Nous continuerions à faire ce que nous faisions. Nous avons commencé à faire la paix. Nous avons commencé avec la Jordanie, et fait la paix avec la Jordanie. Nous avons fait la paix avec les Egyptiens, et nous commençons avec les Palestiniens.
Cela n’a pas été fini, mais nous devons continuer à faire la même chose. Je pense que notre sécurité, notre bien-être et notre caractère juif demandent la paix. Si nous n’aboutissons pas à la paix, nous serons toujours engagés dans la guerre et le terrorisme. Et je pense que c’est possible. Je pense que nous pouvons aboutir à la paix.
Malgré les attaques terroristes, nous ne devrions pas diminuer nos efforts pour faire la paix. Vous ne pouvez pas répondre à un couteau par un couteau.
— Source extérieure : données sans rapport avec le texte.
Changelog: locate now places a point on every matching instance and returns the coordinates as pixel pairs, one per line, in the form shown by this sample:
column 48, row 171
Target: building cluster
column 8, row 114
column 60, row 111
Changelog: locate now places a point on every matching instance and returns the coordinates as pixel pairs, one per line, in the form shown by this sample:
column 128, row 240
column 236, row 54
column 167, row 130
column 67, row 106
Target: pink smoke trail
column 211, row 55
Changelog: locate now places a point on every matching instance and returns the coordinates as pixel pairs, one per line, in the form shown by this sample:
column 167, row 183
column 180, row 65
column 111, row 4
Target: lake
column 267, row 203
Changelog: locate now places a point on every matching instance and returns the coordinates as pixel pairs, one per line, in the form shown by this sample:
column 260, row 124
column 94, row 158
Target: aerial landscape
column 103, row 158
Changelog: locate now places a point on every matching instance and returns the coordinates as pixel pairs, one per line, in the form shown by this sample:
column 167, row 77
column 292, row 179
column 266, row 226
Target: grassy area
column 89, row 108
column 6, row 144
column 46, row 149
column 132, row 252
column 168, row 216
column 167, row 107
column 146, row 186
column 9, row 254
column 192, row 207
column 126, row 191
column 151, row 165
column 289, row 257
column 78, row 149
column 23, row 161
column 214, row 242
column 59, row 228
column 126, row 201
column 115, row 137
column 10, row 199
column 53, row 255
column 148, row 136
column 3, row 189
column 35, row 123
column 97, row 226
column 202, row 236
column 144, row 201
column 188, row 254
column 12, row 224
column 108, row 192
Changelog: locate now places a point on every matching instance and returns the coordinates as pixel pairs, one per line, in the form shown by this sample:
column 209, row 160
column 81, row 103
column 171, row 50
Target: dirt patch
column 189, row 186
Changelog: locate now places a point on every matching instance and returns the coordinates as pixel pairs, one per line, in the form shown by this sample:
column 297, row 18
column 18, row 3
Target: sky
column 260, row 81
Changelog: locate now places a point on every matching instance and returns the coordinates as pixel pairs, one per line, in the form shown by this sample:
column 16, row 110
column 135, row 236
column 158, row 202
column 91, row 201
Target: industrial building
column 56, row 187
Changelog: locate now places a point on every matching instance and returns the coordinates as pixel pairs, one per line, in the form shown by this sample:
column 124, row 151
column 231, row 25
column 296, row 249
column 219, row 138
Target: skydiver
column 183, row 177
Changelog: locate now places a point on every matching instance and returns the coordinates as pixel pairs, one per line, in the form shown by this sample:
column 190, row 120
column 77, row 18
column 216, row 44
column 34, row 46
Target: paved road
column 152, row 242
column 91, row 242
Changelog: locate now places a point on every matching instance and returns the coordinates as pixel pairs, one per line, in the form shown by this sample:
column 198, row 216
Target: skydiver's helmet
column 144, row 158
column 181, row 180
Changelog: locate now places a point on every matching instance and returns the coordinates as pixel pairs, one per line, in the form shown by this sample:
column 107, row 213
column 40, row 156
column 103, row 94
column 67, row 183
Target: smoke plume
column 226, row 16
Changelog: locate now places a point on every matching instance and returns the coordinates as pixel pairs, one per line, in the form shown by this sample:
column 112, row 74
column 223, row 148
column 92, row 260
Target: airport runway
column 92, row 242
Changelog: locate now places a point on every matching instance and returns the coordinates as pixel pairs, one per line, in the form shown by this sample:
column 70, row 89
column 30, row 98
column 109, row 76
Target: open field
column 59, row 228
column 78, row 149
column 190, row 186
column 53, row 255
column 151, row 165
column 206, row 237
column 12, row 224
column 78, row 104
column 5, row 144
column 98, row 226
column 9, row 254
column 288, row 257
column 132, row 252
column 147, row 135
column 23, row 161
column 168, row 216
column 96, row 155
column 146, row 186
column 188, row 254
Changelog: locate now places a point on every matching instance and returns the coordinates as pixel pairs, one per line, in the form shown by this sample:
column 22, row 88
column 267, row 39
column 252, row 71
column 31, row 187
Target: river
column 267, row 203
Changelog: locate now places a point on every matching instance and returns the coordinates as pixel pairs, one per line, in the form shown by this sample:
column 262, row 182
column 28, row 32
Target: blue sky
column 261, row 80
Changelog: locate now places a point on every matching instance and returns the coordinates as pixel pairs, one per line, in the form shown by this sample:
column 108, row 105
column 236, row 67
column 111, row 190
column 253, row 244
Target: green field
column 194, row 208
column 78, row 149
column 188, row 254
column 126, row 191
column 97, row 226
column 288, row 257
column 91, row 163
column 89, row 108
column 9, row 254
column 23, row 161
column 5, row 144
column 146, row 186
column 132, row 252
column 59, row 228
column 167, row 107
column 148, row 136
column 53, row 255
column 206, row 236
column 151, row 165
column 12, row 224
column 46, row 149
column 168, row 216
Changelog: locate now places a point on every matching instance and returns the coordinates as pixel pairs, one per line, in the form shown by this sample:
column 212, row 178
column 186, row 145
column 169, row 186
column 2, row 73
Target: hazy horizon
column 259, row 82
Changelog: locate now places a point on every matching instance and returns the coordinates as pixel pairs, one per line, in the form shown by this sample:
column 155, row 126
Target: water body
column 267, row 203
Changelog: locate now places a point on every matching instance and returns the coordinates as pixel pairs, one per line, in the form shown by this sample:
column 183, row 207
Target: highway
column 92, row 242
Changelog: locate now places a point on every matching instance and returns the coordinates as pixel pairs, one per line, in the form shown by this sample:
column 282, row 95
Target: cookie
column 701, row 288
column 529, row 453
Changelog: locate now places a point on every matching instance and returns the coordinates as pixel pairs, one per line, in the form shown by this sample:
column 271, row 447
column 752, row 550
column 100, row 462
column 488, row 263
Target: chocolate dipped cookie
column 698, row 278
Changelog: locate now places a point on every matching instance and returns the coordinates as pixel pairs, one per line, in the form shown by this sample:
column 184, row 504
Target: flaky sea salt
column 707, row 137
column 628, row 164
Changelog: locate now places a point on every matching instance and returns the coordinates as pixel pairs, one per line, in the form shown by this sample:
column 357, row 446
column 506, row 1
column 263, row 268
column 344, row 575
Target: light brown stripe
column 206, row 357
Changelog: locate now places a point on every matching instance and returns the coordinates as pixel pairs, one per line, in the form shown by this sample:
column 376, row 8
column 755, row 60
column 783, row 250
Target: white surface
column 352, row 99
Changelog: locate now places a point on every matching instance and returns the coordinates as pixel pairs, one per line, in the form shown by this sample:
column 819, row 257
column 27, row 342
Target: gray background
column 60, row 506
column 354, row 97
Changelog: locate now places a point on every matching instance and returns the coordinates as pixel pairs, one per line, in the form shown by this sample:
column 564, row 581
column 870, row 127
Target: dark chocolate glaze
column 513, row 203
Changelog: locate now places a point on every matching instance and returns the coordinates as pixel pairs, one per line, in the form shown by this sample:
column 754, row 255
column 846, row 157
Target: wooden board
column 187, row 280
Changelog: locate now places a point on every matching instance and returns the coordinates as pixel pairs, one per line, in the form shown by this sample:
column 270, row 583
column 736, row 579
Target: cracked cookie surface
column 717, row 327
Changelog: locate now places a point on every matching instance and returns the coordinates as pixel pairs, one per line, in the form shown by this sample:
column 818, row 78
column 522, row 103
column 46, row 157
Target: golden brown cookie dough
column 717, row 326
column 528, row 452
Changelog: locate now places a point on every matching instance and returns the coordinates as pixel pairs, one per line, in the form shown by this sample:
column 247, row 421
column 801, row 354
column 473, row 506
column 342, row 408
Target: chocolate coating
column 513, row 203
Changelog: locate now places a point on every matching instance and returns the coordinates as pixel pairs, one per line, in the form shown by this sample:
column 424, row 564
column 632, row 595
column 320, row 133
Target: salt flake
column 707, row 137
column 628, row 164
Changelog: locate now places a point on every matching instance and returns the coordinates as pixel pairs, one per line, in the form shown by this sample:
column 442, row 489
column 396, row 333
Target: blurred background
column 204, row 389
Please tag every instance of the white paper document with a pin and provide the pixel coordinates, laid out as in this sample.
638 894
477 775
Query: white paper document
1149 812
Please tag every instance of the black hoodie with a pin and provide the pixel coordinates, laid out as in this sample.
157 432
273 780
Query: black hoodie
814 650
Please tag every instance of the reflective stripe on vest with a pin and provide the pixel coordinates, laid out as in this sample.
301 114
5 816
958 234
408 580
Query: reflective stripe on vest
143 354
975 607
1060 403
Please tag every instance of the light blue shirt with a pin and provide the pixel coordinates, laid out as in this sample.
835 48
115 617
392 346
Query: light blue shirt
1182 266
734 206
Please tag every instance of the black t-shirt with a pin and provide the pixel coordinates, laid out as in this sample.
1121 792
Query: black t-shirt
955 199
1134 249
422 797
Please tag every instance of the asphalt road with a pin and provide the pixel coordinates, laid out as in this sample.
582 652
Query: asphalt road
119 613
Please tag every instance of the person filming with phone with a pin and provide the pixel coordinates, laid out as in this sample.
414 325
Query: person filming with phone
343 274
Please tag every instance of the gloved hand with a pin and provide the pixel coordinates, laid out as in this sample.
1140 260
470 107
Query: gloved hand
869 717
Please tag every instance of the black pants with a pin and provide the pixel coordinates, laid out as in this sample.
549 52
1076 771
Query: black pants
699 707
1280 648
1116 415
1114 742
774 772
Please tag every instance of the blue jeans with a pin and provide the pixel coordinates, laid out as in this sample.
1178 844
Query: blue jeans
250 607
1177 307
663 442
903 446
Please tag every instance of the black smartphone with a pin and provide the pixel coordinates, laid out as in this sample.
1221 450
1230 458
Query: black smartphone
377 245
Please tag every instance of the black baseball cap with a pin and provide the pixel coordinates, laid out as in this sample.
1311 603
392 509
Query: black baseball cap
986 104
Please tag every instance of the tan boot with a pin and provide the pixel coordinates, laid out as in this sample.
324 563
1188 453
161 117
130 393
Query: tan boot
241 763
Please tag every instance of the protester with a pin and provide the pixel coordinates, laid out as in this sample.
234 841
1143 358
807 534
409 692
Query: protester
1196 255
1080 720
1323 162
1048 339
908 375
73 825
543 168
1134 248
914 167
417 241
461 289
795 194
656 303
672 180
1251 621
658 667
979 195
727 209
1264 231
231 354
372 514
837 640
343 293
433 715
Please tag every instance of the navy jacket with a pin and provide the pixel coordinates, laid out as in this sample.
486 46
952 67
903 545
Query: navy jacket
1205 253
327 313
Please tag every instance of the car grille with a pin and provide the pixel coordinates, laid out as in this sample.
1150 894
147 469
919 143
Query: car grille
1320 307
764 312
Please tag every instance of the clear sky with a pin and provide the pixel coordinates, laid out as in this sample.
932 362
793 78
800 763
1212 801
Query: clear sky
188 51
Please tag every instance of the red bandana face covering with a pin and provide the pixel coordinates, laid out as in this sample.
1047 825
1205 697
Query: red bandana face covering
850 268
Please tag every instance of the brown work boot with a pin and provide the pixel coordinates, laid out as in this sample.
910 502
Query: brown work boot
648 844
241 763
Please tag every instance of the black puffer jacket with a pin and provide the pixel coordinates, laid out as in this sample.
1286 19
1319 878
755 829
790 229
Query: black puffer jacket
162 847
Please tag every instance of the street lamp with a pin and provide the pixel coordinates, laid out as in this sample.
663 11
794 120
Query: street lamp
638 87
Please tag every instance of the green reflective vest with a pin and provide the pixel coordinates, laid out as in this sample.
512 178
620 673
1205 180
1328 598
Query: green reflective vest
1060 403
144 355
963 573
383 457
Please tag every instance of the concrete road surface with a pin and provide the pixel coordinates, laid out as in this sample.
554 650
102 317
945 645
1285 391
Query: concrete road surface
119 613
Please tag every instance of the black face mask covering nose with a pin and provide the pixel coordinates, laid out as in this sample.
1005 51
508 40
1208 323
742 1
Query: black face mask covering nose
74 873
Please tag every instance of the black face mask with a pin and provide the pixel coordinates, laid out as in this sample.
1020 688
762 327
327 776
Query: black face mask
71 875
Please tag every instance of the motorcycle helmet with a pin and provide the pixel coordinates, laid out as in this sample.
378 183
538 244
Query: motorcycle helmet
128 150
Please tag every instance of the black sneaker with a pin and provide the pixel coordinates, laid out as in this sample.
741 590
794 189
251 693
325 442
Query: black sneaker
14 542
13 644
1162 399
Je ne pense pas que nous pouvons vivre si nous continuons simplement à essayer de nous détruire l’un l’autre.
Beaucoup d’Arabes comprennent cela, également, et nous le voyons à présent.
Pendant plusieurs années, l’attitude arabe était reflétée par la résolution Khartoum, qui a identifié trois règles : ne pas reconnaître Israël, ne pas négocier avec Israël et ne pas faire la paix avec Israël. C’est terminé.
Maintenant il y a des propositions de paix arabes. Il y a un projet saoudien, il y a un projet de la Ligue arabe. Ils parlent de paix, et c’est un changement majeur. Peut-être que leurs projets ne sont pas exactement ce que nous recherchons, mais c’est une grande différence de passer d’un refus organisé de faire la paix avec Israël, à une tentative de voir comment combler le fossé.
Est-ce qu’Israël a un partenaire pour la paix ?
Nous avons un partenaire. Mais nous devons décider : voulons-nous un partenaire pour la paix ou un partenaire pour la guerre ? Je parle d’Abu Mazen [le président de l’Autorité palestiniennes Mahmoud Abbas]. Il parle de paix, il s’exprime contre le terrorisme. Il ne parle pas le langage sioniste, mais je n’attends pas ça de lui. Il a 15 000 personnes dans ses forces de police et ils se battent en fait contre le terrorisme.
Pensez-vous qu’Israël n’en a pas fait assez pour profitez de ce partenaire pour la paix ?
Je ne vais pas chercher qui blâmer. Cela ne m’intéresse pas. Je suis plus intéressé à chercher qui moraliser pour la paix. Je sais que la paix est dure à obtenir. Je parle d’expérience. Les gens viennent me voir et disent : « Vous avez raison, nous devons faire la paix. Vous avez raison, nous devons en payer le prix. » Mais, ils disent : « Pourquoi payons-nous tant ? Pourquoi êtes-vous si naïf, à leur faire tant confiance ? »
Il y a deux choses dans la vie pour lesquelles, si vous voulez vraiment les réussir, vous devez un peu fermer les yeux, et c’est la paix et l’amour.
Avec les yeux grand ouverts, je ne suis pas certain que quiconque tombe amoureux, et je ne suis pas certain que quiconque fasse la paix. Mais quand vous comparez ce qui est le mieux, vivre en paix et vivre amoureux, même si ce n’est pas parfait, est de loin le bon choix.
Que pensez-vous que l’augmentation des attaques par des Arabes israéliens dise d’Israël aujourd’hui ?
Ils ont les mêmes droits. Il n’y a pas d’apartheid en Israël. Mais ils se sentent discriminés parce que le niveau de vie des Israéliens est plus élevé que le niveau de vie des Arabes. Ce que nous devons faire est d’améliorer leur niveau de vie. Je pense que nous pouvons le faire et que nous devons le faire, et c’est ce que nous faisons dans notre centre.
Israël était autrefois un sujet clairement bipartisan et fédérateur aux Etats-Unis, mais il y a des indices aujourd’hui que les républicains vont plus probablement soutenir Israël quand ses intérêts divergent de ceux des Etats-Unis. Que peut-il être fait pour changer cela ?
Je pense que nous devons nous en tenir à un soutien bipartisan. Nous ne devrions pas prendre position dans les affaires américaines internes.
Nous devons apprécier que l’amitié américaine pour Israël soit bipartisane, donc nous ne pouvons pas nous impliquer dans la politique américaine, comme les Américains font attention à ne pas s’impliquer dans la politique israélienne.
Ces propos ont été recueillis le 12 janvier 2016.